Another big misconception about apprenticeships is that they are low paid. The apprenticeship minimum wage is the same as that for 16-18 year olds, coming in at £7.55 per hour. “But a lot of our apprenticeships are on more than £7.55 an hour anyway,” said Rachael, as they get paid the minimum wage for their age. For the employers there are other benefits to employing an apprentice as well as honing an individual into a key part of their team, such as not paying National Insurance for an apprentice under 25, and a £1000 incentive from the government.
There are a group of young people in the UK today called ‘NEET’. These are those aged 16-24 who are Not in Education, Employment or Training. In January to March 2025, 12.5% of young people in the UK were NEET, which translates to 923,000 individuals. “We need to look at how we can help young people, particularly in Portsmouth and the Isle of Wight, to enable them to access these [job] opportunities and remove the barriers to employment and learning.

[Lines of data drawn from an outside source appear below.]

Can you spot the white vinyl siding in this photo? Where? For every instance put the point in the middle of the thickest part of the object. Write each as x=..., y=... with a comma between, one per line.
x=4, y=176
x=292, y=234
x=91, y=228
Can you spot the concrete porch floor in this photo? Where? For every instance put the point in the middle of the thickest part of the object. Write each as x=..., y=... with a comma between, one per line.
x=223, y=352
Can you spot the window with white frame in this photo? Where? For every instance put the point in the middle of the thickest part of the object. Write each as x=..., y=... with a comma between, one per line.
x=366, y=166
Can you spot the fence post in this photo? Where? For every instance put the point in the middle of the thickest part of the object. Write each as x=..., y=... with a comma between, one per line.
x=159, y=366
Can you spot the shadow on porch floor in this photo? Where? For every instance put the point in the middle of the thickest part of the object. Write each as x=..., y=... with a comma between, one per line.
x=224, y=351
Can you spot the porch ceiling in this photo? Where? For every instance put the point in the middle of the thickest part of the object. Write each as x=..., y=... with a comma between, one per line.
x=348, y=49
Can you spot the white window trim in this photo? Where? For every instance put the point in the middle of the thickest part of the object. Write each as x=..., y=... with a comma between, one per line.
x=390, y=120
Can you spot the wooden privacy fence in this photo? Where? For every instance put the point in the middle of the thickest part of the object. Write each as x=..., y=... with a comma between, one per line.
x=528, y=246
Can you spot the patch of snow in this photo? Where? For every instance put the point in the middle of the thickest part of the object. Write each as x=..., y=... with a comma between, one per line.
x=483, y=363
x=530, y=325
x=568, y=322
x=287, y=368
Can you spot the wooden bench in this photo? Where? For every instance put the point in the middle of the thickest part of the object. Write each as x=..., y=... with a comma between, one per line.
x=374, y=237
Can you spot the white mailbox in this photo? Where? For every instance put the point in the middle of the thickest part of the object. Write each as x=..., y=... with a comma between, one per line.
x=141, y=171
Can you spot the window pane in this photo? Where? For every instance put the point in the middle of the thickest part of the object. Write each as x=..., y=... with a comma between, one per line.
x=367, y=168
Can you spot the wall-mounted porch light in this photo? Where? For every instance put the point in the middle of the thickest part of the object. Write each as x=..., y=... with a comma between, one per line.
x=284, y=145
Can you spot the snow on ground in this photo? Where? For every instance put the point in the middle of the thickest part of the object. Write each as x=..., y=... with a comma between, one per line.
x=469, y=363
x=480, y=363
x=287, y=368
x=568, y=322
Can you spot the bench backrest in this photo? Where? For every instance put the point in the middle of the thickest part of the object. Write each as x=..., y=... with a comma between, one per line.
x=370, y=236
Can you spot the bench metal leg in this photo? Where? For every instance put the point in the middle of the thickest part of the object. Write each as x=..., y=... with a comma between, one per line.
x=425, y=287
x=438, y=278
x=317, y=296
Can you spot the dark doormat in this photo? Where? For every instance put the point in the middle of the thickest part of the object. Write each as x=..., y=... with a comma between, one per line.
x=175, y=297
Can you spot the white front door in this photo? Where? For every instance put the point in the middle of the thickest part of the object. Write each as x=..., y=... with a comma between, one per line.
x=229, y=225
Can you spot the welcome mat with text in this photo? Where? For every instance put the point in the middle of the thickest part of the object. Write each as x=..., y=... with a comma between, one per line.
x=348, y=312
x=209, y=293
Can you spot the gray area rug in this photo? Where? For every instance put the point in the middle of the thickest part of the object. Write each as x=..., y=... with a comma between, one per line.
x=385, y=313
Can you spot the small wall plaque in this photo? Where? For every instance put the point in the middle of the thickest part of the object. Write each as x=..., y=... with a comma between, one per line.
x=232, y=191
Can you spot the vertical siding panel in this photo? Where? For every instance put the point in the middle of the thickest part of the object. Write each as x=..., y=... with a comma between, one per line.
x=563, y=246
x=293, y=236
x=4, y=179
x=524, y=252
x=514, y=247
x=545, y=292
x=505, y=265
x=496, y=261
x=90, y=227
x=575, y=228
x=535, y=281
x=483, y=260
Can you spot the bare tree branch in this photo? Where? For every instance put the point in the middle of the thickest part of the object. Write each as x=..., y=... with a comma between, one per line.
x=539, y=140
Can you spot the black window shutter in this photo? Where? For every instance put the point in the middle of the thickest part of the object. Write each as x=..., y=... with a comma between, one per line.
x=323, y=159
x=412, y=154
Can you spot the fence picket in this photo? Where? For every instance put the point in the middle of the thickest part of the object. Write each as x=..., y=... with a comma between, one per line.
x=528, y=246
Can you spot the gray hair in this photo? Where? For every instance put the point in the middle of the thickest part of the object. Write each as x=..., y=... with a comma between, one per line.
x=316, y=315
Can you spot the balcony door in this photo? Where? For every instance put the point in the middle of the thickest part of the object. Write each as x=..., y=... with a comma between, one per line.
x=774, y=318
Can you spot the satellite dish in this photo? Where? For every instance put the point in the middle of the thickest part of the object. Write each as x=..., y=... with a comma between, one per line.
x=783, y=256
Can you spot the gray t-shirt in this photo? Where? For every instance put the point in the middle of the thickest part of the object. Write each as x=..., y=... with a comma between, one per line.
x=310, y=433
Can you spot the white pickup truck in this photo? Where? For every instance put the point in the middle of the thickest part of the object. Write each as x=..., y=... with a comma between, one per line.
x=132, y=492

That’s the biggest thing that we do as a provider, what we believe is most important, and giving them an aspiration to achieve,” said Rachael. So, what is it that apprenticeships offer that the traditional education path does not?
The apprentice is getting an on-the-job training which they don’t have to pay for (and can cost thousands), they are learning, and getting paid at the same time. And they will have the benefit of real-life work experience therefore making themselves into a more valuable asset for future employers. It’s not an easy option however, as Rachael illustrates: “My son is doing a degree apprenticeship in architecture. He goes to work in an architects practice, he has to do the job and learn as he’s going, then he goes to university one day a week. But he has to do the same work as a full-time student, and a dissertation, whilst he is working as well.”

The culture around their college is clearly a positive one, as Rachael demonstrates with a story about a group of young apprentices who went out one Christmas and when one of their party became ill they all looked after her, accompanied her to the hospital and even brought her Christmas dinner up to her so she didn’t miss out. “We hear so much bad about young people at the moment, we are not hearing enough good. It’s about how we can improve and develop and get sustainable employment for those that are struggling,” advocated Rachael.
I leave Rachael to get back to matchmaking the next wave of successful apprenticeships, hopefully seeing her best bit – the graduations – and enjoying the recognition received from their recent awards.